Para sutradara agaknya tak memahami naskah benar-benar. Paling
banter yang bisa dilihat -- dengan agak susah juga -- penyuguhan
jalan cerita lewat percakapan para pemain. Tak ada perkembangan
akting, tak ada penggarapan tata adegan (grouping). Dan tata
panggung sekedar hiasan yang cenderung dilupakan: tak ada
respons seorang pemain pun terhadap "benda-benda" di panggung,
sementara "benda-benda" itu juga tak memberi kesan apa-apa.

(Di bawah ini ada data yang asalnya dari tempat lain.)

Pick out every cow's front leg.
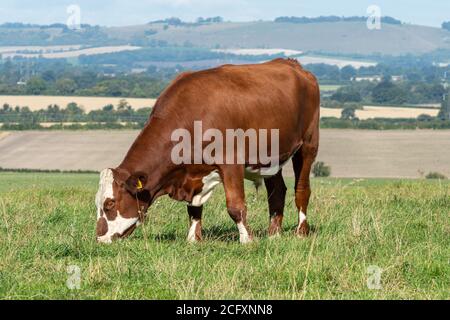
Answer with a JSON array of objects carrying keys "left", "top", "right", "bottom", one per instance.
[
  {"left": 187, "top": 205, "right": 203, "bottom": 242},
  {"left": 221, "top": 165, "right": 253, "bottom": 243}
]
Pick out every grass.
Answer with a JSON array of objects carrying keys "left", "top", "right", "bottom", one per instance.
[{"left": 0, "top": 172, "right": 450, "bottom": 299}]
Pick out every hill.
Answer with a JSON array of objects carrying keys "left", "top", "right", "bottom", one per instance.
[{"left": 0, "top": 19, "right": 450, "bottom": 55}]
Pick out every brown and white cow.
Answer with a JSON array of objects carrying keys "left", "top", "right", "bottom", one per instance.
[{"left": 96, "top": 59, "right": 320, "bottom": 243}]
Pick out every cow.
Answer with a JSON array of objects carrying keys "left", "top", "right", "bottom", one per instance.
[{"left": 96, "top": 58, "right": 320, "bottom": 243}]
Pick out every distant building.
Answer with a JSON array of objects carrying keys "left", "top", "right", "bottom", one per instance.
[{"left": 391, "top": 76, "right": 403, "bottom": 82}]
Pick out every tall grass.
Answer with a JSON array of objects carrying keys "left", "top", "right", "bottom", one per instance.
[{"left": 0, "top": 173, "right": 450, "bottom": 299}]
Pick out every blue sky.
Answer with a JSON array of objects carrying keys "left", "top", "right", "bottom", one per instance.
[{"left": 0, "top": 0, "right": 450, "bottom": 26}]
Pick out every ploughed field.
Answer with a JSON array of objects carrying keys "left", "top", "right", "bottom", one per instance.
[
  {"left": 0, "top": 173, "right": 450, "bottom": 299},
  {"left": 0, "top": 129, "right": 450, "bottom": 178}
]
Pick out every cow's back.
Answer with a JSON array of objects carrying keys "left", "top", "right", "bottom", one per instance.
[{"left": 152, "top": 59, "right": 319, "bottom": 148}]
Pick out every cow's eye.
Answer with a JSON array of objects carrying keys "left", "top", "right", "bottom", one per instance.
[{"left": 103, "top": 199, "right": 116, "bottom": 211}]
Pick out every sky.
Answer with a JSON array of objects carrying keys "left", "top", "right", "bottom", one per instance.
[{"left": 0, "top": 0, "right": 450, "bottom": 27}]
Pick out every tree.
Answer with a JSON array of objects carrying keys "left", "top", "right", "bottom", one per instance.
[
  {"left": 437, "top": 90, "right": 450, "bottom": 120},
  {"left": 331, "top": 86, "right": 362, "bottom": 102}
]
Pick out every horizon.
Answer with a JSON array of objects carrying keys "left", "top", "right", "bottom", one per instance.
[{"left": 0, "top": 0, "right": 450, "bottom": 28}]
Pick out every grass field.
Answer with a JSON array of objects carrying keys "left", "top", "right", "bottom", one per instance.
[{"left": 0, "top": 173, "right": 450, "bottom": 299}]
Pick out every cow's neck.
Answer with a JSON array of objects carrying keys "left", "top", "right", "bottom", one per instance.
[{"left": 119, "top": 117, "right": 174, "bottom": 197}]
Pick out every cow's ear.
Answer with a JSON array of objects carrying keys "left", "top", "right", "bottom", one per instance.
[{"left": 125, "top": 172, "right": 147, "bottom": 193}]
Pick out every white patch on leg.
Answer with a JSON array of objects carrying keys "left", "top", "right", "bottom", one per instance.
[
  {"left": 187, "top": 219, "right": 200, "bottom": 242},
  {"left": 191, "top": 170, "right": 221, "bottom": 207},
  {"left": 237, "top": 222, "right": 252, "bottom": 243},
  {"left": 298, "top": 210, "right": 306, "bottom": 227},
  {"left": 95, "top": 169, "right": 114, "bottom": 219},
  {"left": 97, "top": 211, "right": 139, "bottom": 243}
]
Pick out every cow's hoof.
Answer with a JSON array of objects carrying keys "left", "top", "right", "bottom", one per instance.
[{"left": 295, "top": 221, "right": 309, "bottom": 238}]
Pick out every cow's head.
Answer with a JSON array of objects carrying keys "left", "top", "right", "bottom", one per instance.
[{"left": 95, "top": 169, "right": 150, "bottom": 243}]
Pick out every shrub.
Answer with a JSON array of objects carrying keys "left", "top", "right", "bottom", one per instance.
[
  {"left": 313, "top": 161, "right": 331, "bottom": 177},
  {"left": 425, "top": 172, "right": 447, "bottom": 180}
]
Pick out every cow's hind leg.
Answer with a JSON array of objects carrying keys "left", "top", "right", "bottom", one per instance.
[
  {"left": 221, "top": 165, "right": 253, "bottom": 243},
  {"left": 187, "top": 206, "right": 203, "bottom": 242},
  {"left": 292, "top": 144, "right": 317, "bottom": 236},
  {"left": 264, "top": 170, "right": 286, "bottom": 236}
]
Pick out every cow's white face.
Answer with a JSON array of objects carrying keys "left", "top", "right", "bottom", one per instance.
[{"left": 95, "top": 169, "right": 140, "bottom": 243}]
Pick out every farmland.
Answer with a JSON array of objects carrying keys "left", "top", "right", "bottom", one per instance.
[
  {"left": 0, "top": 45, "right": 140, "bottom": 59},
  {"left": 0, "top": 95, "right": 439, "bottom": 120},
  {"left": 0, "top": 95, "right": 156, "bottom": 112},
  {"left": 0, "top": 173, "right": 450, "bottom": 299},
  {"left": 0, "top": 129, "right": 450, "bottom": 178}
]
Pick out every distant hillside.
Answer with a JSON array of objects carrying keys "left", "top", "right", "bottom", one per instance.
[
  {"left": 0, "top": 17, "right": 450, "bottom": 55},
  {"left": 136, "top": 21, "right": 450, "bottom": 55}
]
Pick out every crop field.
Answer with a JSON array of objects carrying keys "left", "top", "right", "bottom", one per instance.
[
  {"left": 320, "top": 106, "right": 439, "bottom": 120},
  {"left": 0, "top": 173, "right": 450, "bottom": 299},
  {"left": 0, "top": 45, "right": 140, "bottom": 59},
  {"left": 0, "top": 96, "right": 156, "bottom": 112},
  {"left": 0, "top": 129, "right": 450, "bottom": 178},
  {"left": 0, "top": 95, "right": 439, "bottom": 120}
]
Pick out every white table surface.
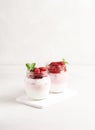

Selama ini di Jawa Timur memang belum ada kelompok teater modern
yang bisa dijadikan model. Kelompok-kelompok teater yang ikut
dalam festival ini rasanya membutuhkan itu: model untuk dicontoh
dan dikembangkan. Soalnya, andai mereka berkemauan belajar
dari buku, lalu buku mana. Hanya saja, horison keteateran mereka
rasanya memang sempit. Padahal, kalau mau menengok teater
rakyat, dari kelompok ludruk di Jawa Timur yang masih hidup
tentulah tidak sulit dicari yang baik.
Sebenarnya saja belajar dari semangat dan cara berpentas ludruk
merupakan jalan praktis dan nyata -- jika memang kelompok teater
modern yang baik tidak muncul juga -- di samping kelihatannya
paling mungkin dikerjakan kelompok teater di Jawa Timur. Teori
saja, dan itu pun compang-camping (untuk seluruh tanah air),
tidak akan menjamin seseorang atau satu grup memahami benar
hidup keteateran. Lengkap dngan segala kepahitannya.